Every year we need different things, payment of hospital expenses or study in college, repair of our cars or houses. Some people have enough savings or income to just pay for it, but most of us will need a loan to do this. Every year, about 24 million Americans take loans to solve some of their problems. Would you like to know how are loan interest determined when the lender decides to give you a loan?
Credits are never without additional costs for both lenders and borrowers, with the only difference being that lenders compensate their expenses at the expense of borrowers and ultimately earn on loans.
To earn on the issuance of a loan, the lender, according to a certain method, has a loan interest determined, taking into account many factors, in order not to lose, but to make a profit. We, as borrowers at the same time, have no choice when we quickly need money and have to agree to these conditions.
We can only choose between different lenders whose interest rates may differ, but nevertheless it will still be. So, let’s look at how the lenders determine the interest rate at which they are ready to give us a loan.
The condition of your credit or your credit rating has the greatest weight in the equation by which loan interest is determined. At the moment, the interest rate can range from 10% to 32%.
For people with a great credit, which is not less than 720 points according to FICO. If your credit score is not lower than 720, then you can count on the interest rate from 10% to 12% per annum.
A good FICO credit score is 680 to 719, which are considered good and assumes interest rates for borrowers from 13% to 15% per annum. At the same time, the average credit score from 640 to 679 suggests that borrowers with such a credit rating can claim an annual interest rate of 17% to 19% per annum to cover the risks of the lender in case of non-payment or late payment of the loan.
Those borrowers who have bad credit, in the case of a general possibility of credit approval by some lender, will pay the highest interest rate, which will be 28-30%.
The next factor is the ratio of your total debt to your income
As you know, when considering your application for a loan, the lender will first consider your credit rating before proceeding to the next step. Further, lenders will consider your total debt on all loans and credit cards in relation to your total income. The more this ratio will be at a lower annual interest rate, you can count.

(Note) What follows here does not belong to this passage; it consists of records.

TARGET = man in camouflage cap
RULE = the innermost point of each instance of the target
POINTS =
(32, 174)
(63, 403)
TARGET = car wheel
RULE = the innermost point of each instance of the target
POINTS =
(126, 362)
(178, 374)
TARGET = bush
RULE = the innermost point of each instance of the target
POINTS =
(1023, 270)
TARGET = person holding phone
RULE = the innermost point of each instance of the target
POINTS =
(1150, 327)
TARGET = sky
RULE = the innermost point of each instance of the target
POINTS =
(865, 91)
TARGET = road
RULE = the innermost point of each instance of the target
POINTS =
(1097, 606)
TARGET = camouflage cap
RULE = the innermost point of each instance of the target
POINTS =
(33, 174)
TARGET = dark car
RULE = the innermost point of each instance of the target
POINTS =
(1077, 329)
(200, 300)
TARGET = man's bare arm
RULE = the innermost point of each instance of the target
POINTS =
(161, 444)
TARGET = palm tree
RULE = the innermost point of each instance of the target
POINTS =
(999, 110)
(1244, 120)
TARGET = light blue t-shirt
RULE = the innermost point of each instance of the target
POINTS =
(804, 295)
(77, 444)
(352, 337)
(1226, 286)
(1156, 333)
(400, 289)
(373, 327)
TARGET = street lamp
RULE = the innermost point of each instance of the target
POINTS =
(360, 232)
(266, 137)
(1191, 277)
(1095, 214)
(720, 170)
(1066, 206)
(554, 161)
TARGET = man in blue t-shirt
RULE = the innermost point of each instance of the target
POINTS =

Your monthly income must exceed your monthly expenses and the greater this difference, the more favorable conditions for you the lender can offer.
The term of your loan will also be clearly taken into account with a loan interest determined lender. The shorter it is, the better for you. A longer term of your previous loan will mean a higher annual interest rate for you.
Repay your loan
When calculating the annual interest rate for you, the bank takes into account all factors and groups them in such a way that all your debts and interest are equally divided into the same number of payments. Then you get an equal amount of the same amount of payments, which include the interest of the lender and the rest of the payments that you will have to pay under the agreement with your lender.
Most often, payments occur on a monthly basis, but there are various options. You can negotiate with your lender about different conditions and different frequency of your loan payments.
You should also understand that from your payments, money first goes to repay the interest to the lender, and only then to pay the loan amount itself, which you borrowed from the lender.
Now that you understand how lenders determine the interest rate for each particular borrower, you can roughly understand what you expect when you are going to take out a loan. You can also determine the creditor’s adequacy, how much he wants to rob you, or he wants to earn money honestly, taking into account all the risks associated with this business. You will be able to determine the validity of interest rates and make the right choice when looking for a lender.
If you still have doubts, then you can find a lot of useful information about this by reading our financial blog. You can also write to us and get advice from our professional financiers who are ready to answer any question regarding loans and personal finances.